The real test will come in the next two years. If the semiconductor market recovers as Samsung appears to expect, the loan will look like a prudent bridge across a temporary crisis. If the downturn deepens or extends beyond 2025, Samsung may find itself in a tighter position, forced to choose between repaying the loan and maintaining the chip investments it has committed to protecting.
Notable Quotes
Samsung indicated it has no plan to cut investment in chips this year, despite reporting an 8-year-low profit in the December quarter— Samsung Electronics regulatory filing
The Hearth Conversation Another angle on the story
Why would Samsung borrow from its own subsidiary instead of just using its cash reserves?
Because it needs to signal to investors that it's protecting cash for the future. If Samsung drained its main treasury, it would look desperate. Borrowing from Display keeps the parent company's balance sheet intact while still getting the money it needs.
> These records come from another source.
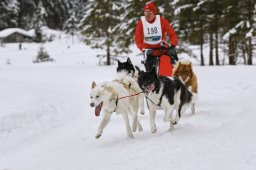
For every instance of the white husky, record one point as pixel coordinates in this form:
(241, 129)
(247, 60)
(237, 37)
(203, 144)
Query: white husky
(108, 97)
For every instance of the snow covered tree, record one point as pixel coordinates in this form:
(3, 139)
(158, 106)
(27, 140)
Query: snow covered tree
(8, 14)
(70, 25)
(100, 25)
(38, 23)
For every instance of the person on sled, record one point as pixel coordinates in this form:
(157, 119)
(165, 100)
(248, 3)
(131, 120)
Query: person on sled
(150, 34)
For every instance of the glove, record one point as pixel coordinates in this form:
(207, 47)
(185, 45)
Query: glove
(172, 53)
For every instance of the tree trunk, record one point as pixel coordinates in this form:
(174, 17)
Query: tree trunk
(231, 54)
(211, 50)
(202, 48)
(108, 54)
(250, 51)
(217, 48)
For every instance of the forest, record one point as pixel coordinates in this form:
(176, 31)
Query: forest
(223, 25)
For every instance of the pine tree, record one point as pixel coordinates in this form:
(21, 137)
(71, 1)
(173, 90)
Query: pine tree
(8, 14)
(100, 25)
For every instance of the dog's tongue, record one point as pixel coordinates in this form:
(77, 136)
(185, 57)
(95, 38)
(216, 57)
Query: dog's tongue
(150, 87)
(98, 109)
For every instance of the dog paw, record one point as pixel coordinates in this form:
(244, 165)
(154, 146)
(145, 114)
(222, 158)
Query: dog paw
(98, 136)
(130, 137)
(153, 130)
(134, 128)
(174, 122)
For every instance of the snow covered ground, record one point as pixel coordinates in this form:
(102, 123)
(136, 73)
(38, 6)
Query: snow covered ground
(46, 122)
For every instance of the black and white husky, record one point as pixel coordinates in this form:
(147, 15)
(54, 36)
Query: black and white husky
(125, 71)
(169, 93)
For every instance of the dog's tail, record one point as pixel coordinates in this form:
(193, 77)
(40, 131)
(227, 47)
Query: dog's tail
(195, 97)
(132, 83)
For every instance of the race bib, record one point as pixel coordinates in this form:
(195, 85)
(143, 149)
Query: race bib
(152, 31)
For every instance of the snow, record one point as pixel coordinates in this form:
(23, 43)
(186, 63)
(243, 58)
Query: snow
(9, 31)
(46, 122)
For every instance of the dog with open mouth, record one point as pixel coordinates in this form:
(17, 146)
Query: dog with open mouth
(110, 97)
(169, 93)
(129, 74)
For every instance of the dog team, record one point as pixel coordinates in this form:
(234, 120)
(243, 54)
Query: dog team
(126, 93)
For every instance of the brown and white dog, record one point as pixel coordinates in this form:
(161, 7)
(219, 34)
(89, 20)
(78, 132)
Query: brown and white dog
(184, 71)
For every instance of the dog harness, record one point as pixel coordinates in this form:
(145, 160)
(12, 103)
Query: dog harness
(152, 31)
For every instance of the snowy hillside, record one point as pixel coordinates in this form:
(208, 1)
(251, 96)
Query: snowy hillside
(46, 122)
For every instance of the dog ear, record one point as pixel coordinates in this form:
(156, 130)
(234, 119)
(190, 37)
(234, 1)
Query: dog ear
(129, 60)
(93, 84)
(153, 71)
(118, 62)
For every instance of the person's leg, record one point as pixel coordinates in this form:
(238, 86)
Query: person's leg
(151, 61)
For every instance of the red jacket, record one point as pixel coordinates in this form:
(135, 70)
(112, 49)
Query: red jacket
(166, 28)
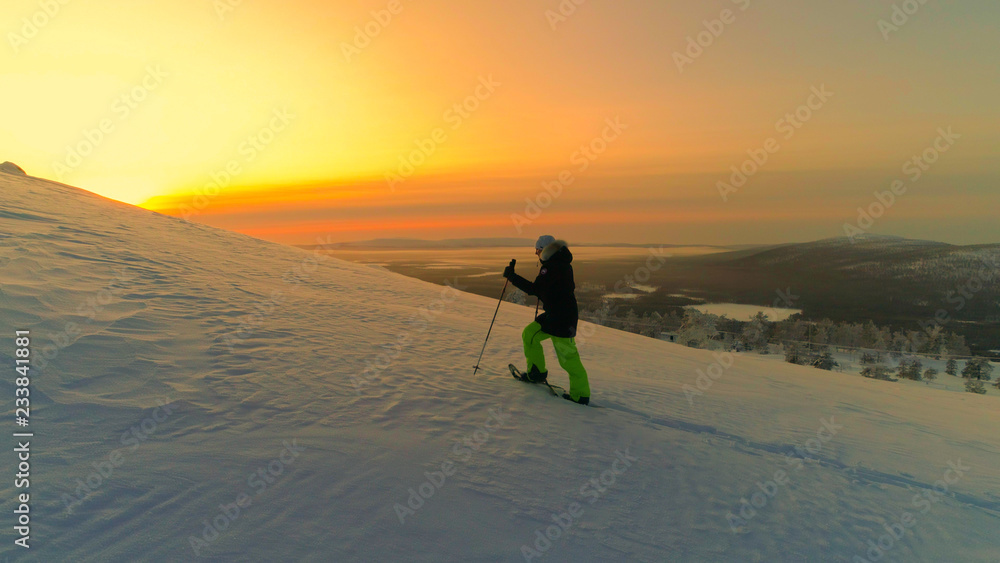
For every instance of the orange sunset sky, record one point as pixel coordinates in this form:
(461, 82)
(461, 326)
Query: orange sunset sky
(354, 120)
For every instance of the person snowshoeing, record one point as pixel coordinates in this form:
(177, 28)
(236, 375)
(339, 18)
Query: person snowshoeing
(555, 288)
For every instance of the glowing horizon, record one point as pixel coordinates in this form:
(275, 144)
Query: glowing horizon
(387, 118)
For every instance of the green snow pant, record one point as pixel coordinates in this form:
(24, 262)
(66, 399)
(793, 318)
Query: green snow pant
(566, 352)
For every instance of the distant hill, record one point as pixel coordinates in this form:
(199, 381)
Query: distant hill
(408, 243)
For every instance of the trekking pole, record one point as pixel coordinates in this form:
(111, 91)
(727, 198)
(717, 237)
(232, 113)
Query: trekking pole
(491, 322)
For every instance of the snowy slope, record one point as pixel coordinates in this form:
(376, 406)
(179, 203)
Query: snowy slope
(323, 396)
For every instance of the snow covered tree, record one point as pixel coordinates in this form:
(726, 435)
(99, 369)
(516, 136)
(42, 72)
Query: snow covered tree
(877, 372)
(825, 361)
(697, 329)
(794, 354)
(977, 368)
(956, 345)
(756, 333)
(975, 386)
(910, 369)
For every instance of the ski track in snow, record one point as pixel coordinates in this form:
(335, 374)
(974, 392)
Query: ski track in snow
(154, 299)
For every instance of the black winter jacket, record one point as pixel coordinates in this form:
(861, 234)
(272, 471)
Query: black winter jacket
(555, 288)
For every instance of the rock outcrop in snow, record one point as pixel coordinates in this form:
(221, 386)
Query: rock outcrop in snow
(11, 168)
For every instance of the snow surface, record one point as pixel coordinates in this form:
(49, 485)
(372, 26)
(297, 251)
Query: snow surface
(130, 309)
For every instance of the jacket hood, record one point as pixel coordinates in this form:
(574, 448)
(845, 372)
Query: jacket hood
(556, 251)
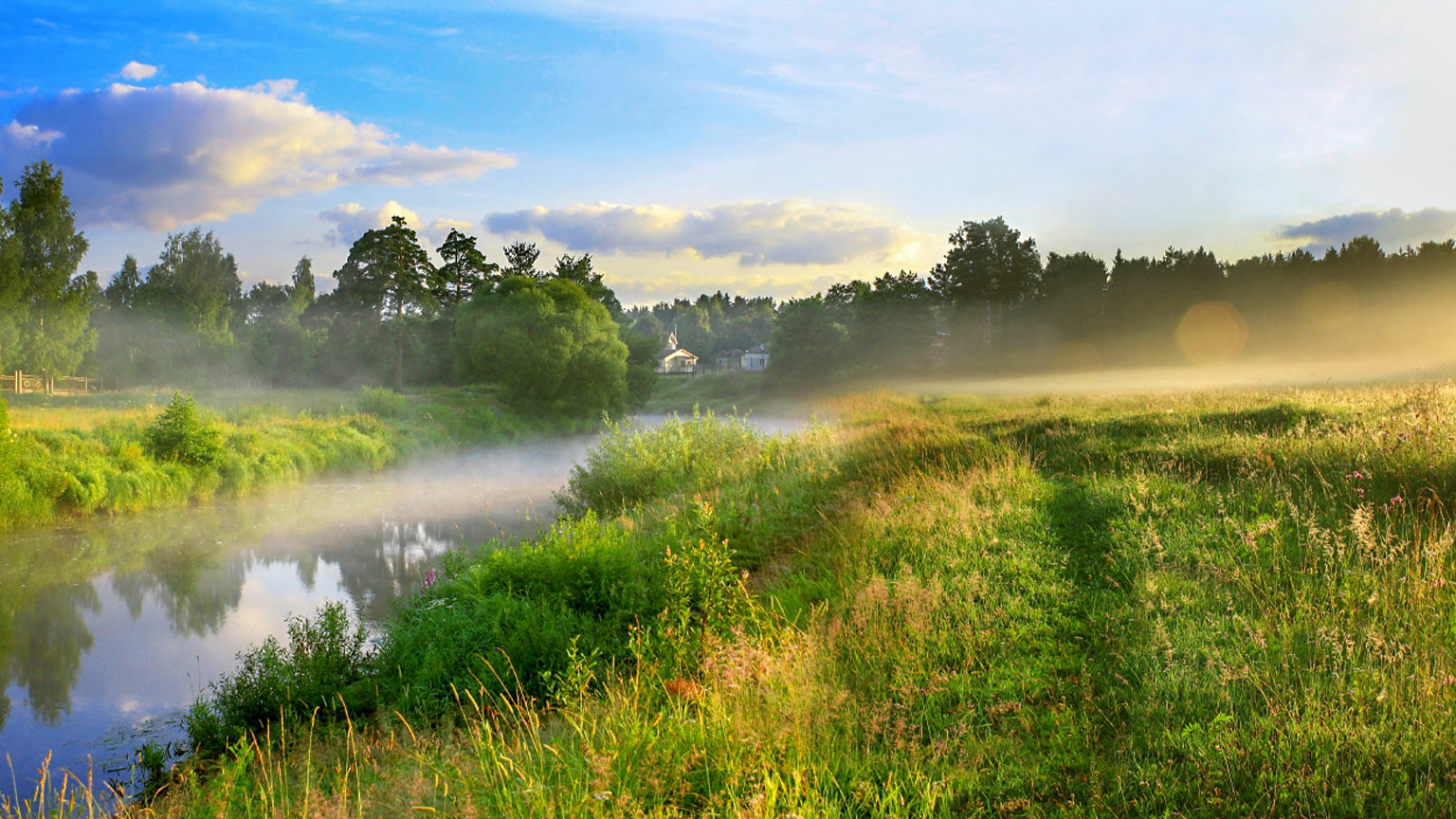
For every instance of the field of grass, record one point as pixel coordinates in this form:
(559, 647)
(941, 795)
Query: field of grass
(1148, 605)
(81, 455)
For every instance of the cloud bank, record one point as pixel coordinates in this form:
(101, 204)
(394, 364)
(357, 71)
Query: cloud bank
(351, 220)
(1392, 228)
(185, 152)
(138, 70)
(792, 232)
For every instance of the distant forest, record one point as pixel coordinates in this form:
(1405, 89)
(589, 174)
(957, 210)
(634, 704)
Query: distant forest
(993, 303)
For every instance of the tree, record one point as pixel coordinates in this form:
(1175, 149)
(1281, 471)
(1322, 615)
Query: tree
(520, 260)
(10, 289)
(580, 271)
(893, 322)
(464, 270)
(988, 268)
(548, 344)
(301, 290)
(809, 344)
(388, 273)
(121, 293)
(1073, 287)
(51, 317)
(194, 284)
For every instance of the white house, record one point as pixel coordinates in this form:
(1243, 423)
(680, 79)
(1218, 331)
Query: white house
(673, 360)
(728, 360)
(755, 358)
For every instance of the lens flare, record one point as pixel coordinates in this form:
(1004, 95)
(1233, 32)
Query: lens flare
(1211, 333)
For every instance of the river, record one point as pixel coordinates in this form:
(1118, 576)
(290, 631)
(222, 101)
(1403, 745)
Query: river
(109, 627)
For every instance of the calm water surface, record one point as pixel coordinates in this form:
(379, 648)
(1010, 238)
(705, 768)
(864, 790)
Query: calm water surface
(111, 627)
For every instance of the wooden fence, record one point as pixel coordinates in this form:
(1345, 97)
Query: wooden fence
(21, 384)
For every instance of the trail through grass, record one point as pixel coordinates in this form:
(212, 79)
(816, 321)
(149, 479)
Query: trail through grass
(1155, 605)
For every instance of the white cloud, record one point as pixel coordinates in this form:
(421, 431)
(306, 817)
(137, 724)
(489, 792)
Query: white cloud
(792, 232)
(185, 152)
(27, 137)
(138, 70)
(1392, 228)
(353, 220)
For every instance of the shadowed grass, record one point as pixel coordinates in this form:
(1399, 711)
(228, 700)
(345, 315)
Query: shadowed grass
(1205, 605)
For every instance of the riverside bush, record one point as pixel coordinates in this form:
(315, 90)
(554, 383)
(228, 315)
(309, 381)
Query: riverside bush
(182, 434)
(1148, 605)
(323, 656)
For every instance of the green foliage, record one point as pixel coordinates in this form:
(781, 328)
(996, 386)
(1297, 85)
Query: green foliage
(809, 344)
(325, 656)
(181, 434)
(549, 346)
(383, 403)
(44, 305)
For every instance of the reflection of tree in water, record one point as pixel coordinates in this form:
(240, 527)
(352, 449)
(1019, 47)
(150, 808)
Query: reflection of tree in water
(49, 639)
(192, 564)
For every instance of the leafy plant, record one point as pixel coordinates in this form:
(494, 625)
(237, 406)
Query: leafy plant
(179, 433)
(383, 403)
(323, 658)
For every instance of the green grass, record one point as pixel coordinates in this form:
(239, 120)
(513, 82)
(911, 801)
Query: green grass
(1154, 605)
(87, 455)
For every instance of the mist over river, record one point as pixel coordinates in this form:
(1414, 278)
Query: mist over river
(109, 627)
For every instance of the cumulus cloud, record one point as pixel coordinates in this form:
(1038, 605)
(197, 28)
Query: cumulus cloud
(353, 220)
(785, 232)
(185, 152)
(1392, 228)
(442, 228)
(138, 70)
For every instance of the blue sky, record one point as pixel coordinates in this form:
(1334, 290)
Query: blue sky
(755, 146)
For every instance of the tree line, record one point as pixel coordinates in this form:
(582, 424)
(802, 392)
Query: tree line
(549, 337)
(556, 337)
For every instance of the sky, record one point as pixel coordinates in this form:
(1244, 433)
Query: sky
(757, 148)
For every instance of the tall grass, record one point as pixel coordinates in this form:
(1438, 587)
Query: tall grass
(124, 455)
(1209, 605)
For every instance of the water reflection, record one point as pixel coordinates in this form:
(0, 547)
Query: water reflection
(113, 626)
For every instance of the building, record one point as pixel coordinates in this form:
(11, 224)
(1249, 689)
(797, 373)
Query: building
(673, 360)
(728, 360)
(755, 358)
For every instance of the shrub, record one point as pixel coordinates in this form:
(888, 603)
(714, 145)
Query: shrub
(383, 403)
(323, 658)
(179, 433)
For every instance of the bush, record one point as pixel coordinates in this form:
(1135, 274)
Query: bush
(181, 434)
(325, 656)
(549, 347)
(383, 403)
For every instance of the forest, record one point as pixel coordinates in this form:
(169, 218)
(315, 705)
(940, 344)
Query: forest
(555, 337)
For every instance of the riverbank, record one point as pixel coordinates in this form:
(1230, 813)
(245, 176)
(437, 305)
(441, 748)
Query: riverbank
(1187, 605)
(86, 455)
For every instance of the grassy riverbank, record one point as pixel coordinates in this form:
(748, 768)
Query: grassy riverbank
(1205, 605)
(84, 455)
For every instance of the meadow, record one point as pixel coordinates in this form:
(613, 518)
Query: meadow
(83, 455)
(1138, 605)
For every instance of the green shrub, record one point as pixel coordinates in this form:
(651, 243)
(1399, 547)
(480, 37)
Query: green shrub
(323, 658)
(383, 403)
(179, 433)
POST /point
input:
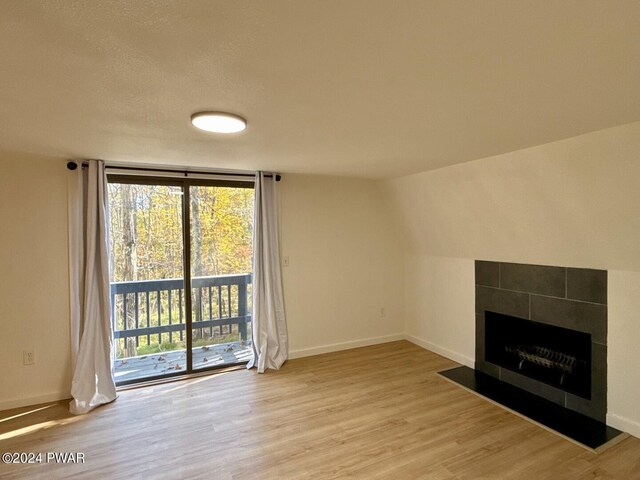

But doesn't that just move the problem around—now Display is weaker?
Display is still profitable and generating cash. Samsung is essentially saying Display can afford to lend without harming itself. It's a vote of confidence in that division.
The loan goes until August 2025. Why that specific date?
That's when Samsung expects the chip market to have recovered enough that it can repay from operations. It's a bet on the cycle.
What if they're wrong about the recovery?
Then Samsung faces a harder choice: either ask Display for more time, or cut the chip investments it just promised to protect. Either way, it signals weakness.
Is this common in downturns?
For companies with multiple divisions, yes. But it only works if one part of the business is still healthy. Samsung Display's strength is what makes this possible.